Started in 1999, the CubeSat Project is a collaborative effort between California Polytechnic State University, and Stanford University’s Space Systems Development Laboratory. The objective of the project is to provide a standard platform for the design of CubeSat for (Student, Space, and Study Satellite). A common deployer is used, significantly reducing cost and development time and enabling frequent launches. This allows multiple high schools, colleges, and universities from around the world to develop and launch their own low budget educational CubeSat without having to interface directly with launch providers.
CubeSats are small. They typically measure about 10 centimeters across and weigh about 1 kilogram. A CubeSat can be held in the palm of your hand, making use of standardized shapes that enable them to be economically produced over a short period of time. They are considered ideal for students who can see a CubeSat designed, built, tested, launched and operated in space while they are still in school.

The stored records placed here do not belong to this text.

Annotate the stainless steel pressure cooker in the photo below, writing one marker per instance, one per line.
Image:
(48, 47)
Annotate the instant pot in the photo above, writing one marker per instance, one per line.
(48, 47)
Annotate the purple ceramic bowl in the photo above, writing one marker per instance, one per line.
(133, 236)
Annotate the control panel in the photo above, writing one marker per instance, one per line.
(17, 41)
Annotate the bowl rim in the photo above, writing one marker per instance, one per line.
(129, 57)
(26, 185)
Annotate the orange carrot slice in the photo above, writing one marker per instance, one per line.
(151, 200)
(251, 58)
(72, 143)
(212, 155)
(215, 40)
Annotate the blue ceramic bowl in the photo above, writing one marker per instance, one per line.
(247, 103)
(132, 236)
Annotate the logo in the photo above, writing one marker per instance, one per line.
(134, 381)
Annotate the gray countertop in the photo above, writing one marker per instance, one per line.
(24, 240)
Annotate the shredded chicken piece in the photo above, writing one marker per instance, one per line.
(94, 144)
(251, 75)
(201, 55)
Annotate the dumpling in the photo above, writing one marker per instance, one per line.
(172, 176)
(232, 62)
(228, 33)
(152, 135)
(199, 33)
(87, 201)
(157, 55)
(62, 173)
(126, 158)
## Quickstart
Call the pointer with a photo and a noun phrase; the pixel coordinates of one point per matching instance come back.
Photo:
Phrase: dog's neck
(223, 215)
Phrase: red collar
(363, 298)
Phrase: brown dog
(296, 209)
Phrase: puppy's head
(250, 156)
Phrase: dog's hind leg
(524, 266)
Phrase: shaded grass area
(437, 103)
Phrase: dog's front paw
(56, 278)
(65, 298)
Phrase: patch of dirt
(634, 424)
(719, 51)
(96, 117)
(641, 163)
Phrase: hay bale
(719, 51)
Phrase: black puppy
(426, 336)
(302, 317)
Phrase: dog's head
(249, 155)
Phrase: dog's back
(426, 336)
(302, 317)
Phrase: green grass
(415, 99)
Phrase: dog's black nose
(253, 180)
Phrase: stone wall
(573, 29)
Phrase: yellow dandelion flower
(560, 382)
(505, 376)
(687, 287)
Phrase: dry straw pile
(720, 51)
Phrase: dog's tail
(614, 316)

Is focused on student education, so that students execute almost all the activities and obtain a lot of experience in the process of developing a whole system of very small sized satellite carries most of the sub-systems (e.g. structure, on-board computer, communication, attitude control, antennas) that exist on large satellites and allowed students to develop the necessary skills and experience needed to succeed in industry after graduation.
The satellite project is a joint venture of many undergraduate and postgraduate students and young engineers from different collages and institutes. Working in teams to design, construct, test, launch, and operate the cubeSat.
Phases of progress
The project of Sudanese educational satellite couldn't be born in a one day so the idea is to divide the task into three phases each phase with
its own requirements, scientific mission and educational benefits.
Each phase follow the philosophy of a low cost and rapid development along with aggressive experimentation.
The first phase will put our nation Institutes name among the other worldwide space science educational community.
When we started this, I thought that it made sense for everybody to collaborate, Many interesting staff will joint the project from many different Sudanese educational and none educational institute.
The first phase:
Establishing a University Satellite Ground Station.
Fabricate the satellite and its scientific payload.
Launch our satellites.
The CubeSat project has the potential to make space projects available to a large audience of students and professionals alike, which do not have the resources to develop large or non-standard spacecraft.
Ground Stations, bringing space science one step closer to the classroom.
Building and lunched our educational CubeSat will put our nation among
other worldwide space science community.
This is a high tech low cost project an asset for more steps in space and telecommunication science in Sudan.